We also decided to not create processes to test the interaction between devices and "home assistant" technologies. Smart home assistant products present a whole new class of attack surface. They are also mostly devices that run on closed platforms using software controlled by their manufacturer, and not the manufacturer of the IoT products being tested. This makes it harder to fully test or understand product/assistant interaction. While there is some standardization of the communication between IoT devices and home assistants, generally testers would be unable to fully control the test environment of such devices. There is also a relative difficulty in setting up open source implementations of home assistant technology, and in knowing if those implementations are feature complete when compared to more common home assistant platforms. As the landscape of IoT and home assistants changes, it may become more possible to test the interaction between consumer devices and assistants. However, for the time being we felt that in addition to technical complexity, testing with home assistants could introduce uncertainty into the results.

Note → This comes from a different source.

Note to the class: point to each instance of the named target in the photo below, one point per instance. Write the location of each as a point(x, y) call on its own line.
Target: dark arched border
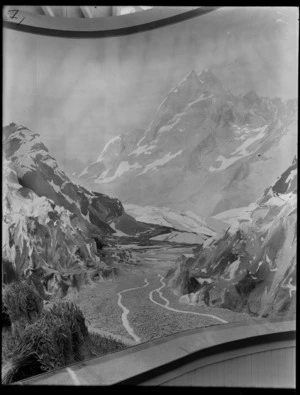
point(109, 32)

Finally, we chose to focus on testing apps built for Android devices even though all three of the products we tested have both Android and iOS versions of their apps. We made this choice for a number of reasons, but at the top of the list is the size of the Android-user base. While Apple products enjoy wide popularity, far more people are using apps within the Android ecosystem. On average it is also cheaper to purchase testing equipment for Android devices, and as noted above, we endeavored to keep down costs for our testing. The other top reasons are closely related to Android's open source nature: The tool sets are all freely available, and there is a much larger community of developers and researchers working with the platform. We did not make this choice because we don't think that apps for Apple iOS aren't worth testing. Rather, we wanted to focus deeply on the questions asked by the indicators, and we were able to build on the team's existing Android knowledge and the wide array of available documentation on Android systems.
Given all of these factors, the broad range of IoT devices and features, and an understanding that other possible testers may have time constraints, we made decisions in our approach to technical testing procedures that allowed us to prioritize achievability. Often this resulted in our describing the simplest test that would produce a clear result.